The growth of Crowdfunding in the United States seems likely to continue and, I suspect, it to be further cemented as a vital tool for cause marketers. Ethan Mollick, at the Wharton School, has a taken a first crack at some early learning about what works in crowdfunding that has application for both cause marketers and entrepreneurs.

Mollick used Kickstarter as his dataset, with its 48,500+ projects and $237+ million in combined funding

Here’s what Mollick’s analysis shows:
  1. Because the greater the size of the founder’s social network the more likely the project is to be funded, it pays to be popular… especially on Facebook.
  2. Polished pitches are the most likely to be funded. Relatively few succeed without a video, for instance.
  3. There seems to be a geo-cultural component to successful pitches. Films are more likely to be funded in Hollywood, while music projects are more likely to be funded in Nashville.  

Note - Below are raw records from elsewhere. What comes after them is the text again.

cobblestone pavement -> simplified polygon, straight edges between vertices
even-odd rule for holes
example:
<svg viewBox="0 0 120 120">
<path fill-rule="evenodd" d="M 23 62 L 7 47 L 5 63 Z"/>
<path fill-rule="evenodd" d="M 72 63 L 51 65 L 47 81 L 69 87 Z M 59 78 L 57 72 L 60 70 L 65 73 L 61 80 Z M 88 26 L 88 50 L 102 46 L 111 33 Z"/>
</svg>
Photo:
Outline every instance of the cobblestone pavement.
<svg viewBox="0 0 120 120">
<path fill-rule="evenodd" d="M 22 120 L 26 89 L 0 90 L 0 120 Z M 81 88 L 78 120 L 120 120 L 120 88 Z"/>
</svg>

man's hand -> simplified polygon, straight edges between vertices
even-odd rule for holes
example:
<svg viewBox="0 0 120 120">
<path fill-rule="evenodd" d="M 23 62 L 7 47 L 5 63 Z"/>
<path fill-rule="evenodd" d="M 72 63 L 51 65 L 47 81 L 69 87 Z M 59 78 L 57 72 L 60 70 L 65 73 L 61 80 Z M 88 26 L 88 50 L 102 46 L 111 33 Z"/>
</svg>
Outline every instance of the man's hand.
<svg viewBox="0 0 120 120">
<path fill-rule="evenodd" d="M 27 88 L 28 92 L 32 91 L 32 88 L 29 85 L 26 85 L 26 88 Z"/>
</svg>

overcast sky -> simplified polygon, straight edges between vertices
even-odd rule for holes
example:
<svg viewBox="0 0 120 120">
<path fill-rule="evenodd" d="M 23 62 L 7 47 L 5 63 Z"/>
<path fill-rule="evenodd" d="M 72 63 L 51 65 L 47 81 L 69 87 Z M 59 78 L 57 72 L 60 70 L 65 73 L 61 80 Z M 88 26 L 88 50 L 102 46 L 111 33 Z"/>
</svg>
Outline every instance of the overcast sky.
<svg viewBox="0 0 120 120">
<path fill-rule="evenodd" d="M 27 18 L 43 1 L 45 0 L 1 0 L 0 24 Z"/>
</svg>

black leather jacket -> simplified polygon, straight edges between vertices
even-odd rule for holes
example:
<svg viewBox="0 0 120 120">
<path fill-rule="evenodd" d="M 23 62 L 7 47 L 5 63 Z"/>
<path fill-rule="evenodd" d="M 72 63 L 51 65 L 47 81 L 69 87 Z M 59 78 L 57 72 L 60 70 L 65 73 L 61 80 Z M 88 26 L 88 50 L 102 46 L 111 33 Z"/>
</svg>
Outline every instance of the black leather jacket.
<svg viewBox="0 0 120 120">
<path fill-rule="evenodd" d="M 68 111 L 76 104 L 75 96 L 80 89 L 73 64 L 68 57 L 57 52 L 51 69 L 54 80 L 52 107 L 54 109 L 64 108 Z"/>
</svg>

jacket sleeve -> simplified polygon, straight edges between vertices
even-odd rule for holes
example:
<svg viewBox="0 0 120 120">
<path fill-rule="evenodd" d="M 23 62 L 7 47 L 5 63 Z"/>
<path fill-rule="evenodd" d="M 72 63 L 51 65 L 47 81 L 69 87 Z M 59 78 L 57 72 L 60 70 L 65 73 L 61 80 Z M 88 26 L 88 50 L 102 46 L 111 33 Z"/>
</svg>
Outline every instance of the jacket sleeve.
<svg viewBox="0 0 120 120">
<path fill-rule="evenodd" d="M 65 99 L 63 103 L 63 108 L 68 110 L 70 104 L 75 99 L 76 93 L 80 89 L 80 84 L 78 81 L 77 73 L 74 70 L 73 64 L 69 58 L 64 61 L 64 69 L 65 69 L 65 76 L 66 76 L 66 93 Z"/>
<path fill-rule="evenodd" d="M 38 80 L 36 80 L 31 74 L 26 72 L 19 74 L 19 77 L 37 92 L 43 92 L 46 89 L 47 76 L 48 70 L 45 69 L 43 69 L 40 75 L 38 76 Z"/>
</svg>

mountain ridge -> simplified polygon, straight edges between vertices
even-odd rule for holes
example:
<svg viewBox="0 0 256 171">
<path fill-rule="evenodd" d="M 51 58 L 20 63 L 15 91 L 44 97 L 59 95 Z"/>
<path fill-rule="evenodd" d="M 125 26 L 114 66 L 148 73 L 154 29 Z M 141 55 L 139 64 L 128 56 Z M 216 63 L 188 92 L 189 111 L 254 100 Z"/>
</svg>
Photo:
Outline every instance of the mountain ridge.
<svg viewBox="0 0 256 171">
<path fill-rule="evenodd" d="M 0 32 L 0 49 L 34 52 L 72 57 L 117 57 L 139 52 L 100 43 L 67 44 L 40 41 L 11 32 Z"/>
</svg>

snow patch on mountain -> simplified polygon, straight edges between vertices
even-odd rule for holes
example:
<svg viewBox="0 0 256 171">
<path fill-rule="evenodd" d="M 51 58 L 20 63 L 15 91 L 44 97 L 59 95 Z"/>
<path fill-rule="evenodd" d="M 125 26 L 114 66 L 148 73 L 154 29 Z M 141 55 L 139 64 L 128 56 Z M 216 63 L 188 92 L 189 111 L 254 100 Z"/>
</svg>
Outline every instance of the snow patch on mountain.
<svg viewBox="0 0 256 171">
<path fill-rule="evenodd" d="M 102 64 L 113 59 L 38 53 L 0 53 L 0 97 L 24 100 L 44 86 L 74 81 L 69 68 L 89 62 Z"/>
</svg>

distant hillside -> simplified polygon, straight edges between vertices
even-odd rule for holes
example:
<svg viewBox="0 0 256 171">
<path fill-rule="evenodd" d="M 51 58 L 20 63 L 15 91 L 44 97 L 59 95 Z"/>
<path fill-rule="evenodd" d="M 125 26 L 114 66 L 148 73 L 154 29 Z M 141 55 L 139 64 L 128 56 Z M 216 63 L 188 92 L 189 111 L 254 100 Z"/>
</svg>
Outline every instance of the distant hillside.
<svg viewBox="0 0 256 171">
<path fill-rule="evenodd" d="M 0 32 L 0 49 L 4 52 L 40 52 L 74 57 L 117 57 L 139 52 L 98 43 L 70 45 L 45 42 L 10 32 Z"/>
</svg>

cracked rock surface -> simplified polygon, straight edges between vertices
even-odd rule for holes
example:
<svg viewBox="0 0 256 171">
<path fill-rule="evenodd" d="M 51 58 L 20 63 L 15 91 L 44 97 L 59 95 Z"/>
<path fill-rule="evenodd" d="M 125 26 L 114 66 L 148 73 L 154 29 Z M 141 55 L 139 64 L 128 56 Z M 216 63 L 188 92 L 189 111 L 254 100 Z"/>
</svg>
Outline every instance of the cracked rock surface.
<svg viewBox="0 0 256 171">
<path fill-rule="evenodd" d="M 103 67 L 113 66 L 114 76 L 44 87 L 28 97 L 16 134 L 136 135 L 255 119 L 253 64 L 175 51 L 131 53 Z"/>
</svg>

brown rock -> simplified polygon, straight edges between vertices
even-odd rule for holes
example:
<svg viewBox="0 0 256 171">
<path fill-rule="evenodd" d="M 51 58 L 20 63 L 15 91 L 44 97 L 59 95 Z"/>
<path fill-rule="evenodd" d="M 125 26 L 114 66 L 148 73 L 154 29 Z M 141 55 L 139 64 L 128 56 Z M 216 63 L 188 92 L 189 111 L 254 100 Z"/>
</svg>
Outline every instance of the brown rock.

  4. Sixty-day Kickstarters are less likely to be funded (29 percent) than 30-day pitches (35 percent).
  5. Being highlighted on the Kickstarter website is like being kissed by the success angel; 89 percent get funded vs. only 30 percent of those that weren’t thus featured.
  6. Cities with more ‘creatives’ tend to fund more projects than those with fewer creative individuals.